A Realist's View of the Global Trading System
There is great lamentation these days about the state of the multilateral trading system and its institutional symbol, the World Trade Organization (WTO). The Doha Round of multilateral negotiations has now dragged on for twelve years, with no end in sight on major issues. From 2003, when the first breakdown came at Cancun, Mexico, through a further standoff in Hong Kong in 2005, and a huge negotiating defeat after a marathon 2008 session in Geneva, world leaders have executed a political ritual: frantic calls for the "political will" to successfully conclude the round, followed by a total absence of action. Indeed, the greatest damage inflicted on the WTO has come from these feckless and increasingly vitiating global calls for action.
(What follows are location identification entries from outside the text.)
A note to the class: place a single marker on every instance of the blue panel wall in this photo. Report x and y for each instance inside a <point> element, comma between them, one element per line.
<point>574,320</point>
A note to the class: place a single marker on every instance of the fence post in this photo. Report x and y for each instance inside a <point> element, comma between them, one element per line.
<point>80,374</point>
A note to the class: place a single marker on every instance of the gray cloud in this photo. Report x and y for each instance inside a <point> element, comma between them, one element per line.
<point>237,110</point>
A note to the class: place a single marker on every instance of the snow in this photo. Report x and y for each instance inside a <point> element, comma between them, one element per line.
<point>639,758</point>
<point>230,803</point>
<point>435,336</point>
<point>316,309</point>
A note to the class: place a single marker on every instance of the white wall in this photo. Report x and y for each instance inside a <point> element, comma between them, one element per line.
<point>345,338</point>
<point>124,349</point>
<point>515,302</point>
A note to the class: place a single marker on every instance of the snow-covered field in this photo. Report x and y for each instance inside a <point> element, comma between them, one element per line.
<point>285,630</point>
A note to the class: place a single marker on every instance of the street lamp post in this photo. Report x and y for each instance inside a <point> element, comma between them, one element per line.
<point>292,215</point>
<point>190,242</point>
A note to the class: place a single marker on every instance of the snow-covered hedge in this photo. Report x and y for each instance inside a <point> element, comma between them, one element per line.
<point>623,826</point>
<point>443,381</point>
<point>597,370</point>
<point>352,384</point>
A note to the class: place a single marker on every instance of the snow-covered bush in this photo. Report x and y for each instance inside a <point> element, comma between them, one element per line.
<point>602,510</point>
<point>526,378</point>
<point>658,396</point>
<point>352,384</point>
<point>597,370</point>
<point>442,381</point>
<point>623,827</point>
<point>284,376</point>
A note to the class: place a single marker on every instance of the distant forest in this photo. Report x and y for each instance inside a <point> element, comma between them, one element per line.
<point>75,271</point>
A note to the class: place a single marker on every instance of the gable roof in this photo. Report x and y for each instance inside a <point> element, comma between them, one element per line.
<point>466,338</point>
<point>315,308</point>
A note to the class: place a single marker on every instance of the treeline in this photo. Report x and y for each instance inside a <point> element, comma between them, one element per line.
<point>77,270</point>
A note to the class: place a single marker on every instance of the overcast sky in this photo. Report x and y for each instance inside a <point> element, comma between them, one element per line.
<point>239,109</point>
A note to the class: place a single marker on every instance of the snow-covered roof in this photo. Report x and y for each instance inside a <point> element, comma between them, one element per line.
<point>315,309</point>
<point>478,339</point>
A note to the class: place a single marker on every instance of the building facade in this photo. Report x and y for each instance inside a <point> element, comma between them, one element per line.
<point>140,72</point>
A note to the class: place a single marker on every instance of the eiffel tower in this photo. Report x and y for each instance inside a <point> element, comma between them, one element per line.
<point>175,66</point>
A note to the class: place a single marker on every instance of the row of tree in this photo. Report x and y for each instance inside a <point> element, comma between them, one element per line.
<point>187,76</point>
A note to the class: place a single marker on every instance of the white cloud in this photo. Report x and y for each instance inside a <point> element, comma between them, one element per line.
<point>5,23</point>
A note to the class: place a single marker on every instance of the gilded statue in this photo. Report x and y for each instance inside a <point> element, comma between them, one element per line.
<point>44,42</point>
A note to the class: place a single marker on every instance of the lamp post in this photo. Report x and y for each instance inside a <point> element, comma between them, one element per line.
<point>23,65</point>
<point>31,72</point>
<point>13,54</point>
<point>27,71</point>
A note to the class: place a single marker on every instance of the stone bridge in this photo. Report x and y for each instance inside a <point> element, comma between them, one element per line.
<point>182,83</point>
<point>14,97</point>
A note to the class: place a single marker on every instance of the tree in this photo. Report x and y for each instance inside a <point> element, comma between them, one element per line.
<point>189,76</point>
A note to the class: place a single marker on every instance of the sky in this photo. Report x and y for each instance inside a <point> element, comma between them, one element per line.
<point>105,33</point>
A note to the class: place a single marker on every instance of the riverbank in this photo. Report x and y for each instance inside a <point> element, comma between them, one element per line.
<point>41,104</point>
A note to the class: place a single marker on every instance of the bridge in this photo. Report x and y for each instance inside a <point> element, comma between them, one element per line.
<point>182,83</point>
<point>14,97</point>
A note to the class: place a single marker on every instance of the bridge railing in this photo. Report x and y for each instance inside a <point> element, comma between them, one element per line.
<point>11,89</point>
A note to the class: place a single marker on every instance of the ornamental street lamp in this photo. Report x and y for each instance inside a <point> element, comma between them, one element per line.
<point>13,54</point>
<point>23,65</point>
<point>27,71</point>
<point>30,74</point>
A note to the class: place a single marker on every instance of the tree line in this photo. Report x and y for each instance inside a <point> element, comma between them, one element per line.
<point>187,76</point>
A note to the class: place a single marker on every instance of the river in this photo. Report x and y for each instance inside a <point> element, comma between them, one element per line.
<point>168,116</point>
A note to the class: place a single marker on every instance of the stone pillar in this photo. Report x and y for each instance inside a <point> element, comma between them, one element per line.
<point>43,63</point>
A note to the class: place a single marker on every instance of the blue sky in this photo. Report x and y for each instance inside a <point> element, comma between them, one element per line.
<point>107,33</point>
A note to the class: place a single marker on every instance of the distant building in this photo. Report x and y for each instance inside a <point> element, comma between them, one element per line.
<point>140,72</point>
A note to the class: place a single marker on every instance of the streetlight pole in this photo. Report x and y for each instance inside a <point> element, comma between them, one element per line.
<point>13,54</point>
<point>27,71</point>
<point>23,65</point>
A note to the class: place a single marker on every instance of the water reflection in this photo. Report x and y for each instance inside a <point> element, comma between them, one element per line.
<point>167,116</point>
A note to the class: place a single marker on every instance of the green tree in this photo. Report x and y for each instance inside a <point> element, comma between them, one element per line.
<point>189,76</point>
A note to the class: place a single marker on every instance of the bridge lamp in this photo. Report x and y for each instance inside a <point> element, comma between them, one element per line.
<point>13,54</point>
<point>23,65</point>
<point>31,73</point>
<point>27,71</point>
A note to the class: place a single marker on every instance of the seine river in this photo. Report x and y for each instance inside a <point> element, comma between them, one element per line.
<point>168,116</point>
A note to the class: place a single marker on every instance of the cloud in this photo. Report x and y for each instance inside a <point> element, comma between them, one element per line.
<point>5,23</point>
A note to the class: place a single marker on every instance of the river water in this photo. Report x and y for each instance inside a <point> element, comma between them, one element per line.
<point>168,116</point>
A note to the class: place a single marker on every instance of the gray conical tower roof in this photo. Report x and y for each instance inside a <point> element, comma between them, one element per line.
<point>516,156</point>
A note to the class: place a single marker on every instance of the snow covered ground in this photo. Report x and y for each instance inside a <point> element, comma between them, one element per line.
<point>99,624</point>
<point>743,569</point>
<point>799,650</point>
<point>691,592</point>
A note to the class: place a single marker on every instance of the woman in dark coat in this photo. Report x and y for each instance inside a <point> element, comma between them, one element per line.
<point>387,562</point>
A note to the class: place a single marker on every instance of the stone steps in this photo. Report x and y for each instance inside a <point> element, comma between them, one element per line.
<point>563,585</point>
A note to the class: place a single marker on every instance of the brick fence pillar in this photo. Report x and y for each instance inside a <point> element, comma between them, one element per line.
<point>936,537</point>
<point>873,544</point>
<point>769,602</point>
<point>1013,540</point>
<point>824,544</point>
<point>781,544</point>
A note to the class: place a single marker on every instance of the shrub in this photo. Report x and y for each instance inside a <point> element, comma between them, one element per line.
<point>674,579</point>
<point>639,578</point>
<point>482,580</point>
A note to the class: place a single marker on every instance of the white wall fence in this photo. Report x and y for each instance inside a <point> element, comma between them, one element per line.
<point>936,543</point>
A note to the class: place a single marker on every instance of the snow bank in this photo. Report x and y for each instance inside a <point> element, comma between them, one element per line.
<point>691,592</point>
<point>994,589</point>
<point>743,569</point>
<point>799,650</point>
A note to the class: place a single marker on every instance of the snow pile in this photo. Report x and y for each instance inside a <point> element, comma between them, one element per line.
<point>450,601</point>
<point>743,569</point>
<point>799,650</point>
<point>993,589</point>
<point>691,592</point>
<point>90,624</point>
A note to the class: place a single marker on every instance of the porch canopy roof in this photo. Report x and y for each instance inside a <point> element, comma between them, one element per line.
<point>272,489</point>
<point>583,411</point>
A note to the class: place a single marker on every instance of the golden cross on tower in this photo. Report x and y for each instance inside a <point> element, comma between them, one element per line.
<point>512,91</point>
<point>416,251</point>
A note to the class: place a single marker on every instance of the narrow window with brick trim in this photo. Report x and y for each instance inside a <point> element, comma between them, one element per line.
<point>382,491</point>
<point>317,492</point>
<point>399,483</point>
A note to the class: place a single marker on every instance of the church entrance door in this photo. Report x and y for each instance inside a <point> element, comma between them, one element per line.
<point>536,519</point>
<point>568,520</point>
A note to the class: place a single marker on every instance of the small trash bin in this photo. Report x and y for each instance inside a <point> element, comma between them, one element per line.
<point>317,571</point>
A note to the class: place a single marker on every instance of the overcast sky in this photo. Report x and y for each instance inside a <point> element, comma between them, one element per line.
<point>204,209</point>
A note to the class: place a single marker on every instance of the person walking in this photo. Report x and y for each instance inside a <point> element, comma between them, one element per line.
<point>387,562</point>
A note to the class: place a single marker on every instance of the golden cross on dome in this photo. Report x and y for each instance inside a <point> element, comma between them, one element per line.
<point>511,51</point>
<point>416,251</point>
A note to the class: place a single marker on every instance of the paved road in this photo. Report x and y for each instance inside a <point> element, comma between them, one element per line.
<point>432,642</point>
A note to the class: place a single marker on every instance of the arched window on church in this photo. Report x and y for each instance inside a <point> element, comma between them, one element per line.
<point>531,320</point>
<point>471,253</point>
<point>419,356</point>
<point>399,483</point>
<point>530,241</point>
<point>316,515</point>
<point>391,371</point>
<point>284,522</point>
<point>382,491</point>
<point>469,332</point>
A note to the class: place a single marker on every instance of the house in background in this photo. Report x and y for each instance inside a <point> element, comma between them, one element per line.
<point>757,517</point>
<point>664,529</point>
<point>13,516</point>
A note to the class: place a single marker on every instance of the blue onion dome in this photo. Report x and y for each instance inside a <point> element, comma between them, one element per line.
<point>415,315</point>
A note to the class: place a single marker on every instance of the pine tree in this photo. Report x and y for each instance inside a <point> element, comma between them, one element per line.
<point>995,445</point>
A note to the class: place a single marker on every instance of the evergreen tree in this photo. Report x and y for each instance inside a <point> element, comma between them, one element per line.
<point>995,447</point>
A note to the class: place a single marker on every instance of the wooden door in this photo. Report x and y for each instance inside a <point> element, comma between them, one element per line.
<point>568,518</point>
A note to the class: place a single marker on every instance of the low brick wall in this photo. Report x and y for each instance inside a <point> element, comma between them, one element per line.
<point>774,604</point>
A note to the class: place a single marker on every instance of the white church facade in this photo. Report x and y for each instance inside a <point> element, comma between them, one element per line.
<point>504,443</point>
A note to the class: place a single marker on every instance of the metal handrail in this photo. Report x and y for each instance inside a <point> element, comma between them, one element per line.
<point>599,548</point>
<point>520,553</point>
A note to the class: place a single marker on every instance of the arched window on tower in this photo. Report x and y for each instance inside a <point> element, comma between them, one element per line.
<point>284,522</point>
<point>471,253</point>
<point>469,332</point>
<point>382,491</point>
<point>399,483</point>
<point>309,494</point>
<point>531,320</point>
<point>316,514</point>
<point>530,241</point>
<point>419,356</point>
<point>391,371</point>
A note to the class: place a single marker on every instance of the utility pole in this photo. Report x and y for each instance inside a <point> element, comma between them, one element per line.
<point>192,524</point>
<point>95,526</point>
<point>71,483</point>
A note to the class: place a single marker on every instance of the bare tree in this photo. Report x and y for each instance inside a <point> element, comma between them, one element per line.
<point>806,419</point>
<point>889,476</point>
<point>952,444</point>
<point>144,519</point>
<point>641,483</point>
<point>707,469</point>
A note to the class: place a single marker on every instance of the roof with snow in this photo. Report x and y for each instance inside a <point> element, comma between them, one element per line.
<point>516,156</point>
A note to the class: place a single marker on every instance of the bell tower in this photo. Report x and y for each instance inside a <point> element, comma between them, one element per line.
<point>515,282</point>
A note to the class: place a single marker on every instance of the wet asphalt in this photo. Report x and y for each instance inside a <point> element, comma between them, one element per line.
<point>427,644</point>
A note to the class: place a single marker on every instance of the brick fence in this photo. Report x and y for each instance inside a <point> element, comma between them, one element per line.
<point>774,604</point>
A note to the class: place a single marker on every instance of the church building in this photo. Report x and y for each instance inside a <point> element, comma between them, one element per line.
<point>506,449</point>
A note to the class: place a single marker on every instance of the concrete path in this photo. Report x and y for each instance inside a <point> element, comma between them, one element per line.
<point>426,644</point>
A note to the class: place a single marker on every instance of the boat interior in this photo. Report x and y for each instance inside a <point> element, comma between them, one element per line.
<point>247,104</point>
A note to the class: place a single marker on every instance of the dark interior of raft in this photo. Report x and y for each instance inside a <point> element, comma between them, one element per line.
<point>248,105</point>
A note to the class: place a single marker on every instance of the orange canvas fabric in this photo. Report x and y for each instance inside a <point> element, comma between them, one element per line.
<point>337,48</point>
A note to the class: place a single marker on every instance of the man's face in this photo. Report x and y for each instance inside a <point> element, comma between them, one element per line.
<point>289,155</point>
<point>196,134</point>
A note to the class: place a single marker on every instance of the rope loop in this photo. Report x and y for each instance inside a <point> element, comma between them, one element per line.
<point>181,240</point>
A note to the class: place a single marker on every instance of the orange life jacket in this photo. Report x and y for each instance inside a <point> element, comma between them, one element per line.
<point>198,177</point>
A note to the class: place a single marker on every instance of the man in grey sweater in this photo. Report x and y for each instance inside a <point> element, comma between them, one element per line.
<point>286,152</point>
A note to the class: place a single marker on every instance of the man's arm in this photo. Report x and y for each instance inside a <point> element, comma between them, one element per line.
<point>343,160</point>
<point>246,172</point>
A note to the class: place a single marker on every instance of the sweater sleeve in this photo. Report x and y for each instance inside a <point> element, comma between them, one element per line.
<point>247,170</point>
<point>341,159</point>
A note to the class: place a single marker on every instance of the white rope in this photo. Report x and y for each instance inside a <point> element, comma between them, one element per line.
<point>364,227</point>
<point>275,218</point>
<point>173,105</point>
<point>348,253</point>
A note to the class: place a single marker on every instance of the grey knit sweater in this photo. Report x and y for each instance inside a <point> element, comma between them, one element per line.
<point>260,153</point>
Now, attention is focused on salvaging a "mini" outcome when WTO trade ministers meet in Bali in December. But even this token outcome seems in jeopardy. In a stinging, blunt assessment of the prospects for even minimal success, U.S. WTO Ambassador Michael Punke recently stated that "the picture is grim." In Punke's view (echoed in part by WTO Director General Pascal Lamy), WTO trade negotiators, rather than converging on vital compromises, are moving farther apart on key areas-trade facilitation (customs reform, removal of transportation and regulatory blocks to moving goods and services) minor agricultural trade reforms, and granting free trade access to the least developed nations.